As officials finalize election results, it is clear that Republicans have regained their footing in the state. The challenges left behind by the outgoing administration are legion, so the new legislature is going to have its hands full working immediate tactical problems like balancing the budget and figuring out how they are going to make up for all the one time money that is no longer in the federal to state pipeline. While the legislature sorts out the “must do’s” perhaps one could suggest an idea or two for the Governor Branstad to consider.
The big picture suggests the new governor look long and hard at economic development for the state and lead development and implementation of programs that are likely to lead to an economically healthy state.
The current administration has leaned toward picking economic winners and losers, has tried to prop up out of date labor arrangements through Fair Share, Project Labor Agreements, Prevailing Wage and other union-friendly legislation and has done nothing about containing costs related to public unions in the state.
Our once-excellent education system is eroding more every day and tax reform seems to be on the back burner. Finally, nothing has been done about controlling the impact and costs of illegal immigration. Thus, perhaps the new governor ought to appoint a task force to come up with ideas that the legislature could work through in due course.
The task force idea is not a new one, and as is often the case, these blue ribbon panels often are given the answer before the questions are even asked. Witness this sham operation going on with the “deficit panel” stood up by President Obama. One knows with the same certainty of the sun rising tomorrow that they will be recommending a value added tax, cuts in military spending and will have nothing to say about restructuring entitlement programs. Like Jeopardy, the answer is already known, so they respond with the question.

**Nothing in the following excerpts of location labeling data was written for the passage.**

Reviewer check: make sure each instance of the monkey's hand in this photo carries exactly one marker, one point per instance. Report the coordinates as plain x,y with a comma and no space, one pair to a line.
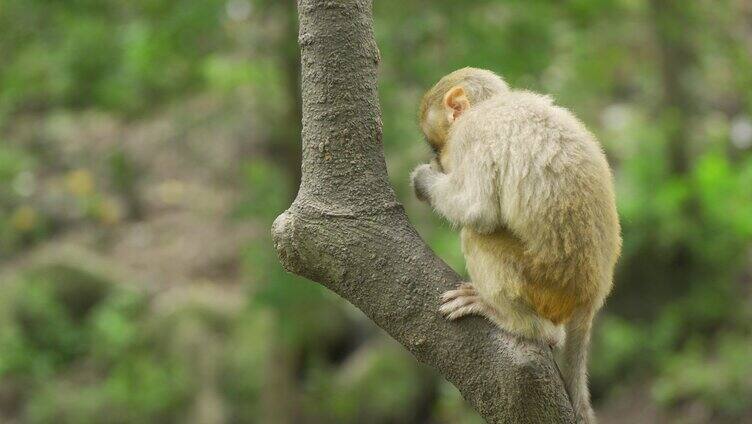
421,179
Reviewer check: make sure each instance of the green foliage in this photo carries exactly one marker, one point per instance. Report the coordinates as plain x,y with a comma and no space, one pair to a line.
76,348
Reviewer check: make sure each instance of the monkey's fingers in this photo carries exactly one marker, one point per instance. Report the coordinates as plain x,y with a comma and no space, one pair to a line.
477,308
464,289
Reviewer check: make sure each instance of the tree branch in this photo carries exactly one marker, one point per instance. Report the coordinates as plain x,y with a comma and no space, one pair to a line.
347,231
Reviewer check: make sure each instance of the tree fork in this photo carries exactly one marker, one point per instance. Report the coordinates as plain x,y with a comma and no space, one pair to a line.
347,231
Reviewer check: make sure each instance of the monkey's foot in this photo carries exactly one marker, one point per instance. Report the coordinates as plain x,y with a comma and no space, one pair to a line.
462,301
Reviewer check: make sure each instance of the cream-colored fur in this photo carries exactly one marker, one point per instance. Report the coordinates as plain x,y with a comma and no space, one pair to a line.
531,190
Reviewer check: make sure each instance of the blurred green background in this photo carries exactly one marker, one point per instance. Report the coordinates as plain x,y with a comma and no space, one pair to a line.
146,146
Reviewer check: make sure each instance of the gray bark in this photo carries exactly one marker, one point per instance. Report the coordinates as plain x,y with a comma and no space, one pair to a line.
347,230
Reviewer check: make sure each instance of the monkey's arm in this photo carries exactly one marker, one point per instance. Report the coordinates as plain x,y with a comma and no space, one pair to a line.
465,196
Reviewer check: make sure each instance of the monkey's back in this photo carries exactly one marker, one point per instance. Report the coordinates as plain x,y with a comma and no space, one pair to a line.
555,194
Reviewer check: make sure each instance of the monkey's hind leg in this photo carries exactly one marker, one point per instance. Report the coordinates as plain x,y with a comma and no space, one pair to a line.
465,300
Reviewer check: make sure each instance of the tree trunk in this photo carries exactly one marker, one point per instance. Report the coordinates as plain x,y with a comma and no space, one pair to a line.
347,231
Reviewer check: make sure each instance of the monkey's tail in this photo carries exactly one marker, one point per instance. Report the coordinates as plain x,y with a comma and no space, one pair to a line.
574,366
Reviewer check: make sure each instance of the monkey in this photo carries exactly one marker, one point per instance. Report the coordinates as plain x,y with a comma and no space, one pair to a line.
532,192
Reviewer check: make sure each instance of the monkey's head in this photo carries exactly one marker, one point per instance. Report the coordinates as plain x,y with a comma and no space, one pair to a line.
446,101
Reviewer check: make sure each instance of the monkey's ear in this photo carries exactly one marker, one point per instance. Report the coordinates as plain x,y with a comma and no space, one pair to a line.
455,103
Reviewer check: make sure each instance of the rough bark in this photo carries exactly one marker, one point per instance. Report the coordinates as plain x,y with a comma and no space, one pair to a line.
347,231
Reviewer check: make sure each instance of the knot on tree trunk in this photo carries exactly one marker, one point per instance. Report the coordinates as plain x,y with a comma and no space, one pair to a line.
283,236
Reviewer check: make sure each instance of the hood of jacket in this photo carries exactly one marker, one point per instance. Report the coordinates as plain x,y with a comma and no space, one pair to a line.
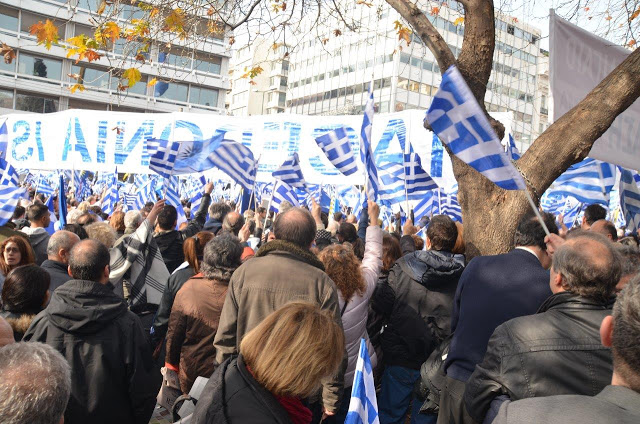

In order for Iowa to regain its footing, the governor’s economic development task force needs to address three areas—tax reform, education reform and immigration reform. Tax reform is perhaps most critical as one has to structure programs that allow for the elimination of corporate taxes, implementation of more reasonable property taxes and ways to be more competitive with our Midwest neighbors.
In my part of the state, South Dakota and Nebraska offer stiff competition for keeping businesses on the east side of the Missouri. This situation, though perhaps not as dramatically played out in other parts of the state, must be addressed. Iowa right now is simply unable to attract businesses. And this notion of attracting green energy jobs (more windmills) to Iowa as a key to revival is based more on wishing than on economic reality. If the State of Iowa will put its faith in free markets and a friendly business climate, there will be more jobs than we can fill and more tax revenue than we can spend.
The second leg on the stool is education reform. First and foremost, educational goals need to be established for the next generation of Iowans. Then, the educational architecture of the state needs to be changed to facilitate achieving these goals. Nothing should be left off the table.
Again, market operations should be encouraged so that all students in Iowa have access to educational experiences that match their needs and interests. Home schooling and private education are not the enemies of public education, just of teacher unions. These venues for education should be viewed as supplemental and complementary to public education.
Further, innovative school structures such as magnet schools, charter schools and centers of excellence in our rural schools should be considered. Aligning student interests with curricular offerings makes a lot of sense. Of course, no educational reform will be workable without accountability in the classroom. This means that teachers and students must be accountable.
Teachers should be evaluated based on inputs from peers, administrators, students, parents and outside evaluators. Students and parents should be held accountable for behavior and performance. If schools have good assessment programs, implementing merit promotion and pay systems seems a logical outcome. One has to realize that keeping the current structure in place is simply giving in to special interests.
The third leg is immigration reform. Regardless of one’s source, the costs of illegal immigration in the State of Iowa are staggering. The main cost drains come in the areas of public safety, education and health. Two of these are mandated by the Supreme Court of the land, so finding ways to mitigate those costs is problematic, but not impossible.
Building a regulatory regime similar to that found in the State of Arizona, demanding federal support for existing immigration laws and focusing on workplace enforcement penalties should go a long way toward relieving the erosion of state gross domestic product that is directly attributable to illegal immigration.
There is one more thing to consider before leaving this topic—the state of Iowa has lost enough population over the past decade that the state will lose a congressional seat in 2012. The real population losses that have taken place have been masked by an influx of illegal immigrants. Those who have left were educated and were well prepared to enter the workforce. Generally, those who have displaced them have no education, work skills or language skills. The tradeoff has led to a less able and less productive state.
None of these three areas can be addressed in isolation. Each must be taken on and all initiatives must be integrated. A list of priorities and plans needs to be developed that can be given to the governor and the legislature to consider. If the governor puts a task force together that is charged to do what is best for Iowa, perhaps the end result will be something acceptable to both sides of the aisle and an economically secure Iowa for generations to come.